Un proyecto industrial requiere más que contar paneles
En una instalación industrial, el consumo total es solo una parte del análisis. La demanda por horario, los arranques de motores, la distribución trifásica, los procesos continuos y las ampliaciones previstas influyen en la arquitectura del sistema.
La evaluación también debe relacionar la superficie disponible con las áreas de mayor radiación, obstáculos, sombras y rutas eléctricas. Esta información permite plantear una capacidad coherente con la operación y documentar los supuestos utilizados en la propuesta.

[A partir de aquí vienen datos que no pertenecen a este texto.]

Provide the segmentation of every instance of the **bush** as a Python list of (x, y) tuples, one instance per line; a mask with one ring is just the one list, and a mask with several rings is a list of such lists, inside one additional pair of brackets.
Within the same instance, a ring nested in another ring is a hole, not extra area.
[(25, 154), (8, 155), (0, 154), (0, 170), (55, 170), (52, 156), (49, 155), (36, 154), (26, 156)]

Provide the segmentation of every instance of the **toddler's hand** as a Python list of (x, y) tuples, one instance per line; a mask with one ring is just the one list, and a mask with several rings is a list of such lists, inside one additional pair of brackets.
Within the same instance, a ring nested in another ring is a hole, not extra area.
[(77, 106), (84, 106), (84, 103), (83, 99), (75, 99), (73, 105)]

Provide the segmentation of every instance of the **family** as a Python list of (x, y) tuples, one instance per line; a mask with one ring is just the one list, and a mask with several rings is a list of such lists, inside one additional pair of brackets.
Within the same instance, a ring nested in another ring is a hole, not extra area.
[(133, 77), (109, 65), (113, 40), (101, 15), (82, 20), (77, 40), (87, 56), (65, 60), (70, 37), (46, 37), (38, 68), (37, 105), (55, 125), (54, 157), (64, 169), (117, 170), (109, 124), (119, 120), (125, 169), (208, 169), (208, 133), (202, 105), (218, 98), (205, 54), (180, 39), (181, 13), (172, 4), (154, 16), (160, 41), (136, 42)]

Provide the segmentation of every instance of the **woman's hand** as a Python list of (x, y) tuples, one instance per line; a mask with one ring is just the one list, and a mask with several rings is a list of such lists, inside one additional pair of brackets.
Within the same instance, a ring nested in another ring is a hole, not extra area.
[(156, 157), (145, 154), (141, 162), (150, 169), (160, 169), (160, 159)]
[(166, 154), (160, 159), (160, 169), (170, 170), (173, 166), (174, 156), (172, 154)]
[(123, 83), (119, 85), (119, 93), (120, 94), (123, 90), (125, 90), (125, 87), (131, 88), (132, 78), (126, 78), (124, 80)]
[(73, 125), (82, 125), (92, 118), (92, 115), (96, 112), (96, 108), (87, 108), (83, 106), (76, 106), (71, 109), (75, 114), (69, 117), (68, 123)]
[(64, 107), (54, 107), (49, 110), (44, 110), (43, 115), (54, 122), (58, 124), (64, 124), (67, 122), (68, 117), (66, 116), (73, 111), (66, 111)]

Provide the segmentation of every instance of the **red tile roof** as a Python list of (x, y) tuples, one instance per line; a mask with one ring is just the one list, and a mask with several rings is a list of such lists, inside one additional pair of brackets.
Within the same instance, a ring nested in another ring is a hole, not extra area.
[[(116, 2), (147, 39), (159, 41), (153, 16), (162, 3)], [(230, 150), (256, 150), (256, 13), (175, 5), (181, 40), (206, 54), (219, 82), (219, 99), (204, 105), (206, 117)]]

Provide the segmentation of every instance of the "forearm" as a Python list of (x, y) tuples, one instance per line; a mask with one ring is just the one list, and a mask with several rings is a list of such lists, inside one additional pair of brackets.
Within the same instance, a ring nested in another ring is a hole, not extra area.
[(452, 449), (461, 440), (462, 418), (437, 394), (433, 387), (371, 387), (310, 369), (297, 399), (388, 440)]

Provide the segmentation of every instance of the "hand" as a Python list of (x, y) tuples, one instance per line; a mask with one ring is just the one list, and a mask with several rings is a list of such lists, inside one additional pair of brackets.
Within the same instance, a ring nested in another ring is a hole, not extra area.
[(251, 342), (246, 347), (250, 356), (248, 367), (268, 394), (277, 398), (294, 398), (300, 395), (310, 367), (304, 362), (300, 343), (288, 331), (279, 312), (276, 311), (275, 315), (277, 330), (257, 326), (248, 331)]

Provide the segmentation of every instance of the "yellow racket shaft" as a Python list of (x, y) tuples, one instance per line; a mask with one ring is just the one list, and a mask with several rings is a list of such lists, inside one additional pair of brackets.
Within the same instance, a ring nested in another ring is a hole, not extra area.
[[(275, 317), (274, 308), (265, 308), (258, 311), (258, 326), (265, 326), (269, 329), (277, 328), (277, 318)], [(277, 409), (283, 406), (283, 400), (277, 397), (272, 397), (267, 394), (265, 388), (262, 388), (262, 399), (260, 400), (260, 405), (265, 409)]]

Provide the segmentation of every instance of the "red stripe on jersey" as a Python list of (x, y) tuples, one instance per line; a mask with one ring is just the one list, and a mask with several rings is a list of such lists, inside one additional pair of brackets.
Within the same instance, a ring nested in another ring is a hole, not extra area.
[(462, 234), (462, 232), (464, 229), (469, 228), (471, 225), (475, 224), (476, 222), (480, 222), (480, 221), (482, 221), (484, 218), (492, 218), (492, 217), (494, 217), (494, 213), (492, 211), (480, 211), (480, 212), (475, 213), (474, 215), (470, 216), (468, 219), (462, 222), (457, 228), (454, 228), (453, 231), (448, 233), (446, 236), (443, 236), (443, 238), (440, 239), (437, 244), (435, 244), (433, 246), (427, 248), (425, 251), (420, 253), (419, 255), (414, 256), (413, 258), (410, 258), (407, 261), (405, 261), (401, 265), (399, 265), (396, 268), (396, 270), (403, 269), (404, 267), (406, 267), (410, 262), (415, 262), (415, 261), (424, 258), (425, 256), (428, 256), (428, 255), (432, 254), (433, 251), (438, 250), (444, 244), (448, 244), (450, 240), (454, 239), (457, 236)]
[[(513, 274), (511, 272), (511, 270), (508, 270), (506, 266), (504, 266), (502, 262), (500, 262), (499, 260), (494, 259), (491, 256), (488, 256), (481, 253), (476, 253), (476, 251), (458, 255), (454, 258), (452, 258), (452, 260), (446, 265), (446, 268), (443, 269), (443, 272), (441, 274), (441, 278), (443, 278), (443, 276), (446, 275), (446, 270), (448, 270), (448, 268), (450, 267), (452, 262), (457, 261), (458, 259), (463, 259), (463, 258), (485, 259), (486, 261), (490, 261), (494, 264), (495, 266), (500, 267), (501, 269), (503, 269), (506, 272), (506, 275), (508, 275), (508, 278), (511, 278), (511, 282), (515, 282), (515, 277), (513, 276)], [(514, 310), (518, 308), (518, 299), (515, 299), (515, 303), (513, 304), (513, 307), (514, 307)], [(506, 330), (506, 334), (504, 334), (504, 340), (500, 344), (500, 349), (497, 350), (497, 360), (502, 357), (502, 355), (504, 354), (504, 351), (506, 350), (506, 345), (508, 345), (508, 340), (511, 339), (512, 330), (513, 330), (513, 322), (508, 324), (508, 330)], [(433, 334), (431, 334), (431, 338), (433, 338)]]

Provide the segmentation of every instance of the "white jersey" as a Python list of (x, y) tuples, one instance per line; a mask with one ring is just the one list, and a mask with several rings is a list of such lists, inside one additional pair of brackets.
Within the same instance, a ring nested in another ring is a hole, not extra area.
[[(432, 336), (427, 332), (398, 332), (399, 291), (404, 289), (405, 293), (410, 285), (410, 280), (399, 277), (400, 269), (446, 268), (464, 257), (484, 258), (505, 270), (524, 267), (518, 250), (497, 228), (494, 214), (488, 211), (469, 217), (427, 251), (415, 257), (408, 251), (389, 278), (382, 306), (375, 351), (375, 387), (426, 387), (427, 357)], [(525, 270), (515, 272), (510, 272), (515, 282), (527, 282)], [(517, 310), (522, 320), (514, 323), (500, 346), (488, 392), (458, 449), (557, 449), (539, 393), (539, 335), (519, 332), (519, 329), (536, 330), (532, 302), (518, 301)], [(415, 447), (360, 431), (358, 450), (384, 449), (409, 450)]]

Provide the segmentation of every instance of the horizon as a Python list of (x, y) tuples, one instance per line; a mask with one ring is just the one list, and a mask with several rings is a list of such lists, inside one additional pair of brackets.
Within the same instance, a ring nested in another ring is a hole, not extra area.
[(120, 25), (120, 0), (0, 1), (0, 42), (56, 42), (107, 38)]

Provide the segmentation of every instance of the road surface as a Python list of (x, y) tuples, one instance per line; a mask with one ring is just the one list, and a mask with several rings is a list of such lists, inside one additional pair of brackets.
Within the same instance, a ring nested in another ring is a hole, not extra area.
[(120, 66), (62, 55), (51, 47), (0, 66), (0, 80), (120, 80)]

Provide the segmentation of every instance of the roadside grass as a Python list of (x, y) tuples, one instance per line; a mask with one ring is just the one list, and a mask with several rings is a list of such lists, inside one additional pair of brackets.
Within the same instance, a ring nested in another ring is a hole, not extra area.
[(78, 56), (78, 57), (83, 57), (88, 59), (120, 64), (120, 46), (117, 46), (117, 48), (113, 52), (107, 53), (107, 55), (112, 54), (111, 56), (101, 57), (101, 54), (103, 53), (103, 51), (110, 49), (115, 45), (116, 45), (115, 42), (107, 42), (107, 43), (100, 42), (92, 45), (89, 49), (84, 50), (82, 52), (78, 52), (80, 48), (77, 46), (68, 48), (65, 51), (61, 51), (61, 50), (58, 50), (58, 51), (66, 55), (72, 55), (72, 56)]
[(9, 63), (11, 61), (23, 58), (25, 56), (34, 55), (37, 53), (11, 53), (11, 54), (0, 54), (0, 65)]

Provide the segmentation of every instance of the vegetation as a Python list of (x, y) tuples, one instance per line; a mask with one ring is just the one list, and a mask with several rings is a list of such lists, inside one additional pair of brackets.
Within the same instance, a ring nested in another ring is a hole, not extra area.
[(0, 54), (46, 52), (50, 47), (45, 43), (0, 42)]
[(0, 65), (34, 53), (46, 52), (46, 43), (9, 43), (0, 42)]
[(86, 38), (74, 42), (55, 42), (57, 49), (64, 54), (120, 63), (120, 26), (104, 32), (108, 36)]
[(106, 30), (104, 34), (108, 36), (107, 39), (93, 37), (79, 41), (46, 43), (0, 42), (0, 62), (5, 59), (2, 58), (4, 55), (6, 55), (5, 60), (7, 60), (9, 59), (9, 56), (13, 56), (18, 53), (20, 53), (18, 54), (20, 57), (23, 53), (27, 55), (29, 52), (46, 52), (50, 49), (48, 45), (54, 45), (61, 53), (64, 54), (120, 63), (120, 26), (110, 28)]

Autoconsumo, cargas críticas y continuidad
Una planta puede buscar reducir la energía adquirida durante su jornada productiva, proteger ciertos procesos frente a interrupciones o combinar ambos objetivos. Cada prioridad conduce a decisiones distintas sobre inversores, distribución, almacenamiento y circuitos respaldados.
Cuando se estudian baterías, conviene separar los equipos esenciales de las cargas que pueden detenerse. También deben considerarse la potencia instantánea, los picos de arranque y la autonomía requerida para evitar expectativas que el almacenamiento seleccionado no pueda cumplir.
- Revisión de cargas por fase y condiciones de operación.
- Identificación de procesos sensibles a interrupciones.
- Planificación para crecimiento o ampliaciones posteriores.
Documentación útil para una decisión técnica
Una propuesta industrial debe facilitar la revisión interna del proyecto. El alcance tiene que explicar la configuración, los equipos principales, las protecciones, la producción estimada y la coordinación necesaria para ejecutar el trabajo de manera ordenada.
- Capacidad propuesta y criterio de dimensionamiento.
- Configuración de inversores y compatibilidad eléctrica.
- Distribución preliminar de paneles y áreas utilizadas.
- Alcance de protecciones, monitoreo y puesta en marcha.
- Supuestos, exclusiones y garantías claramente identificados.